Just because I'm curious to know, can anyone bring it shorter[even if
its cryptic] than this without invoking any Python Library.
P.S. Once again I would not recommend using this as Explicit is better
than Implicit
P.P.S. It is strongly undesirable for us humans to use anything
starting with __ :)
On May 15, 5:10 pm, "Geoffrey Clements"
In your original, you have:
> l = range(6)
> [1 if b!=4 else l.__delslice__(0,len(l)) for b in l][:-1]
You may be hyperextending the use of '..if..else..', which is one of
my fears regarding 'with x as y'. "l.__delslice__(0,len(l))" is not
an expression.
"An expression in a programming language is a combination of values,
variables, operators, and functions that are interpreted (evaluated)
according to the particular rules of precedence and of association for
a particular programming language, which computes and then produces
(returns, in a stateful environment) another value."
l.__delslice__(0,len(l)) is an expression because it returns None
[which also happens to be a value] in this case.
On May 16, 4:23 am, castironpi <castiro...@gmail.com> wrote:
Functional programming is really important to a former professor of
me. I like to say that None returns as a value. I think you can call
functional "evaluational".
I usually have the same problem and i came up with an solution like that:
from operator import ne
def test(iterable, value, op=ne):
_n = iter(iterable).next
while True:
_x = _n()
if op(_x, value):
yield _x
else:
raise StopIteration
l = range(6)
print [x for x in test(l, 4)]
r@linux:~/tmp> python test18.py
[0, 1, 2, 3]
This is better written using takewhile...

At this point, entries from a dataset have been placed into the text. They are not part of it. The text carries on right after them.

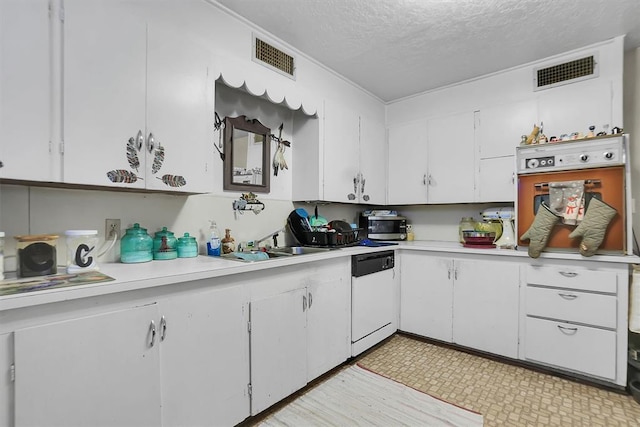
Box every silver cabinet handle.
[147,132,156,153]
[160,316,167,341]
[556,325,578,335]
[136,130,144,151]
[558,271,578,277]
[149,320,156,347]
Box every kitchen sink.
[267,246,334,256]
[220,246,333,262]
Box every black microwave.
[359,215,407,240]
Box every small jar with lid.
[153,227,178,259]
[120,222,153,264]
[458,216,476,243]
[178,233,198,258]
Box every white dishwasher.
[351,251,397,356]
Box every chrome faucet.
[253,226,287,249]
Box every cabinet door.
[307,277,351,381]
[15,305,161,426]
[427,111,476,203]
[145,24,214,193]
[159,286,249,426]
[453,260,520,359]
[0,334,14,426]
[250,288,307,415]
[0,0,55,181]
[387,120,427,205]
[64,0,147,188]
[359,117,387,205]
[478,156,516,202]
[478,99,536,159]
[400,253,453,342]
[323,101,360,203]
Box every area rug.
[258,365,483,427]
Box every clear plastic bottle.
[458,216,476,243]
[207,220,221,256]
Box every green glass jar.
[153,227,178,259]
[178,233,198,258]
[120,222,153,264]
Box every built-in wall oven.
[516,135,633,254]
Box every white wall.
[624,48,640,241]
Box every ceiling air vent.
[534,55,598,90]
[253,35,296,79]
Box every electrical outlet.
[104,219,120,239]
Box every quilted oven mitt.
[520,203,560,258]
[569,197,618,256]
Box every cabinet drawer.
[524,317,616,380]
[525,265,618,294]
[526,286,618,329]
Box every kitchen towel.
[549,181,584,225]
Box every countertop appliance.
[516,135,633,255]
[351,251,398,356]
[358,214,407,240]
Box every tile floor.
[357,334,640,427]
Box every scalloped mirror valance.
[216,68,320,116]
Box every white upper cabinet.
[292,101,387,205]
[358,116,388,205]
[387,120,428,205]
[324,101,360,203]
[64,0,214,192]
[0,0,60,181]
[427,111,476,203]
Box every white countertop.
[0,240,640,311]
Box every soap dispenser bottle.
[207,220,220,256]
[222,228,236,254]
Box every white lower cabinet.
[524,316,616,380]
[10,287,249,426]
[250,257,351,415]
[453,259,520,359]
[251,287,307,415]
[159,286,250,426]
[521,263,628,386]
[15,304,161,426]
[400,252,519,358]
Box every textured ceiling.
[213,0,640,101]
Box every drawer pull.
[558,271,578,277]
[557,325,578,335]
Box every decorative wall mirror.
[223,116,271,193]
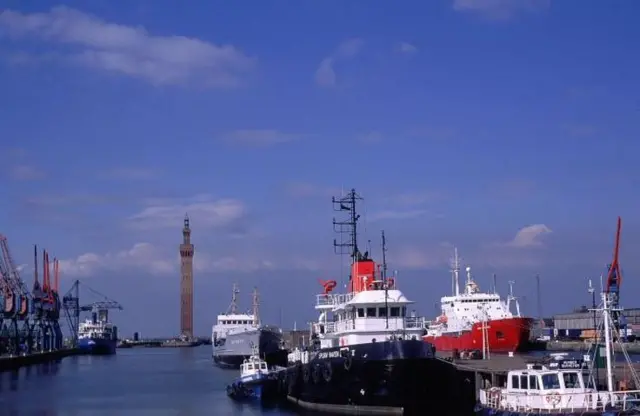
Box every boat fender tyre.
[322,362,333,383]
[343,356,353,371]
[311,364,320,384]
[302,365,311,383]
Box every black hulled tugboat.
[287,190,464,415]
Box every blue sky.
[0,0,640,335]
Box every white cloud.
[315,58,336,87]
[396,42,418,54]
[286,182,342,198]
[367,209,428,221]
[389,244,450,274]
[128,194,247,229]
[223,129,302,147]
[60,243,175,278]
[453,0,550,20]
[507,224,551,247]
[9,165,45,181]
[107,167,158,180]
[315,38,364,87]
[0,6,254,86]
[60,242,303,279]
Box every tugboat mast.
[331,189,369,281]
[381,230,387,282]
[227,283,240,315]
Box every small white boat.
[476,293,640,416]
[477,364,640,416]
[227,354,278,401]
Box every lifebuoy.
[302,365,311,383]
[344,356,353,371]
[544,393,561,407]
[489,387,500,400]
[322,362,333,383]
[311,364,320,384]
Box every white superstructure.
[313,279,425,348]
[428,249,520,336]
[211,284,260,347]
[78,318,116,340]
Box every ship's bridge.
[314,289,425,347]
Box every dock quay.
[0,348,82,372]
[546,341,640,354]
[117,338,207,348]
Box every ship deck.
[437,354,640,390]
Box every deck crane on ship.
[604,217,626,339]
[63,280,123,354]
[0,234,32,354]
[0,235,62,355]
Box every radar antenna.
[227,283,240,315]
[331,189,369,263]
[381,230,387,284]
[253,287,260,325]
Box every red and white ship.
[423,250,533,353]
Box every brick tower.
[180,216,193,339]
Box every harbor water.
[0,346,298,416]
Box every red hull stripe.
[423,318,533,352]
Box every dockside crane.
[31,246,63,351]
[0,234,33,354]
[62,280,123,346]
[604,217,626,339]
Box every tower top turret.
[182,214,191,244]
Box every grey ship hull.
[212,326,287,368]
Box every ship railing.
[316,293,355,308]
[287,348,309,364]
[314,317,425,334]
[404,316,427,329]
[479,387,640,413]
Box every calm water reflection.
[0,346,295,416]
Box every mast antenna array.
[331,189,369,262]
[382,230,387,281]
[227,283,240,315]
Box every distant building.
[553,306,640,330]
[283,329,309,349]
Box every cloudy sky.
[0,0,640,335]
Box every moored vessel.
[227,349,279,403]
[78,306,118,355]
[286,190,464,415]
[423,249,533,353]
[211,284,287,368]
[476,218,640,416]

itertools.takewhile(lambda x: x != value, iterable)
But if you really need to reinvent the wheel, perhaps this is simpler?
def test(iterable, value, op=operator.ne):
for x in iterable:
if not op(x, value):
return
yield x
--
Paul Hankin
> This is better written using takewhile...
> itertools.takewhile(lambda x: x != value, iterable)
>
> But if you really need to reinvent the wheel, perhaps this is simpler?
>
> def test(iterable, value, op=operator.ne):
> for x in iterable:
> if not op(x, value):
> return
> yield x
yes you are right it is. However as i mentioned in my post i came up with an
solution 'like' that. In fact my original code was to complex to post.
While simplifying it, i've overseen the obvious solution.
For special cases where you need to do more complex tests, the best solution
is IMHO to hide it in an generator function like above.